Once we’ve initialized Terraform in this directory, we can go ahead and deploy our resources.

  • First, run the terraform plan command to ensure that Terraform will be able to create your resources without encountering any issues.

    terraform plan
    • This will result in a plan to deploy resources and output some data, which you can review to ensure everything will work as intended.
    • Do note that a number of the values shown in the plan will be known post-creation, or are masked for security purposes.
  • Next, run the terraform apply command to deploy the Lambda functions and other supporting resources from the main.tf file:

    terraform apply
    • Respond yes when you see the Enter a value: prompt

    • This will result in the following outputs:

      Outputs:
      
      base_url = "https://______.amazonaws.com/serverless_stage/producer"
      consumer_function_name = "_____-consumer"
      consumer_log_group_arn = "arn:aws:logs:us-east-1:############:log-group:/aws/lambda/______-consumer"
      consumer_log_group_name = "/aws/lambda/______-consumer"
      environment = "______-lambda-shop"
      lambda_bucket_name = "lambda-shop-______-______"
      producer_function_name = "______-producer"
      producer_log_group_arn = "arn:aws:logs:us-east-1:############:log-group:/aws/lambda/______-producer"
      producer_log_group_name = "/aws/lambda/______-producer"
      • Terraform outputs are defined in the outputs.tf file.
      • These outputs will be used programmatically in other parts of our workshop, as well.

Send some traffic to the producer-lambda URL (base_url)

To start getting some traces from our deployed Lambda functions, we would need to generate some traffic. We will send a message to our producer-lambda function’s endpoint, which should be put as a record into our Kinesis Stream, and then pulled from the Stream by the consumer-lambda function.

  • Ensure you are in the auto directory:

    pwd
    • The expected output would be ~/o11y-lambda-workshop/auto
  • If you are not in the auto directory, run the following command

    cd ~/o11y-lambda-workshop/auto

The send_message.py script is a Python script that will take input at the command line, add it to a JSON dictionary, and send it to your producer-lambda function’s endpoint repeatedly, as part of a while loop.

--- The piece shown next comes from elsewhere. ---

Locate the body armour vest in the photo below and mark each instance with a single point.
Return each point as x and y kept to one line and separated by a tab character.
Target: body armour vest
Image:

  • Run the send_message.py script as a background process

    • It requires the --name and --superpower arguments
    nohup ./send_message.py --name CHANGEME --superpower CHANGEME &
    • You should see an output similar to the following if your message is successful
      [1] 79829
      user@host manual % appending output to nohup.out
      • The two most import bits of information here are:
        • The process ID on the first line (79829 in the case of my example), and
        • The appending output to nohup.out message
      • The nohup command ensures the script will not hang up when sent to the background. It also captures the curl output from our command in a nohup.out file in the same folder as the one you’re currently in.
      • The & tells our shell process to run this process in the background, thus freeing our shell to run other commands.
  • Next, check the contents of the response.logs file, to ensure your output confirms your requests to your producer-lambda endpoint are successful:

    cat response.logs
    • You should see the following output among the lines printed to your screen if your message is successful:
    {"message": "Message placed in the Event Stream: {prefix}-lambda_stream"}
    • If unsuccessful, you will see:
    {"message": "Internal server error"}
Important

If this occurs, ask one of the workshop facilitators for assistance.

View the Lambda Function Logs

Next, let’s take a look at the logs for our Lambda functions.

  • To view your producer-lambda logs, check the producer.logs file:

    cat producer.logs
  • To view your consumer-lambda logs, check the consumer.logs file:

    cat consumer.logs

Examine the logs carefully.

Workshop Question
  • Do you see OpenTelemetry being loaded? Look out for the lines with splunk-extension-wrapper
      • Consider running head -n 50 producer.logs or head -n 50 consumer.logs to see the splunk-extension-wrapper being loaded.